映画化もされた小説ではあるので、面白いと感じている読者が多数なのだろうが、私としては消化不良かな。
現役警察官が妻を殺害後、自首するまでの空白の2日間の謎を解明していくのが、この小説の主題でありそして最後にこの謎が解ける感動のラストになるのであろう。私はそこまで感動はなかったのだが。しかしもう一つのテーマは白血病とアルツハイマーといった社会的な問題を扱っている。作者の意図としてはドナーとか介護といった問題を読者に投げかけているのかもしれないが、その部分に関しては説明不足や調査不足といった感じがする。
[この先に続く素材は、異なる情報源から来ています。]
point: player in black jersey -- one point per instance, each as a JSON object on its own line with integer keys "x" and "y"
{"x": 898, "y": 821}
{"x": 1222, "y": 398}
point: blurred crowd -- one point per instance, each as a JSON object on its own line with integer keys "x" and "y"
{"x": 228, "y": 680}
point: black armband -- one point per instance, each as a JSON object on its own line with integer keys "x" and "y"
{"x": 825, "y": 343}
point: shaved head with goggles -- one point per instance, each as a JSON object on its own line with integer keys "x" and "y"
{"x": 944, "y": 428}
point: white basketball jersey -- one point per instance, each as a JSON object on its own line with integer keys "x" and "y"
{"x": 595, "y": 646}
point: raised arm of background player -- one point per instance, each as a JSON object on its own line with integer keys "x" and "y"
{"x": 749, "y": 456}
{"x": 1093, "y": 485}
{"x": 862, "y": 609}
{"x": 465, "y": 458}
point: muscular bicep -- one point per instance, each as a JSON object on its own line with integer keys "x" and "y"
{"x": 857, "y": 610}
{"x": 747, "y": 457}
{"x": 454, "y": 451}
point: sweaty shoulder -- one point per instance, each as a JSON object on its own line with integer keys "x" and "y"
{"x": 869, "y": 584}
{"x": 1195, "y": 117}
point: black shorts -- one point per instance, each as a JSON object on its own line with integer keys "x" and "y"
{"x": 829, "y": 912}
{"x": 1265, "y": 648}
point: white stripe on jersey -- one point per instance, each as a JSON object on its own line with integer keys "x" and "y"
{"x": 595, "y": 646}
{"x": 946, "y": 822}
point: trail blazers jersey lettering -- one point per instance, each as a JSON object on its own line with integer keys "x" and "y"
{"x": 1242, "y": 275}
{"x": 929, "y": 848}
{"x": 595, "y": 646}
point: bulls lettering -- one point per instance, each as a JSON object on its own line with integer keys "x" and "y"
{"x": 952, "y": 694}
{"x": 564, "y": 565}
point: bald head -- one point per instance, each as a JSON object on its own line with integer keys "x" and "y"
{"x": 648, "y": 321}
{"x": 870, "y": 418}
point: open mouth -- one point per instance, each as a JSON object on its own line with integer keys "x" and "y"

以前に読んだ『クライマーズ・ハイ』が面白かっただけに少し期待はずれ。『クライマーズ・ハイ』の場合は、元新聞記者の作者だけあってリアル感があってよかったのだが。この小説にしても警察、検察、新聞記者の描写は細かいのだが、、、、、おしい、、、。やはり娯楽本として深くは考えずに読むべきなのか。
また、読み出して直ぐに気になったのが、W県A市K駅、B裁判所などの地理名なので読んでいていまいち。 つまり、私としてはこの本の引き込まれ度が半減(半落ち?)かな。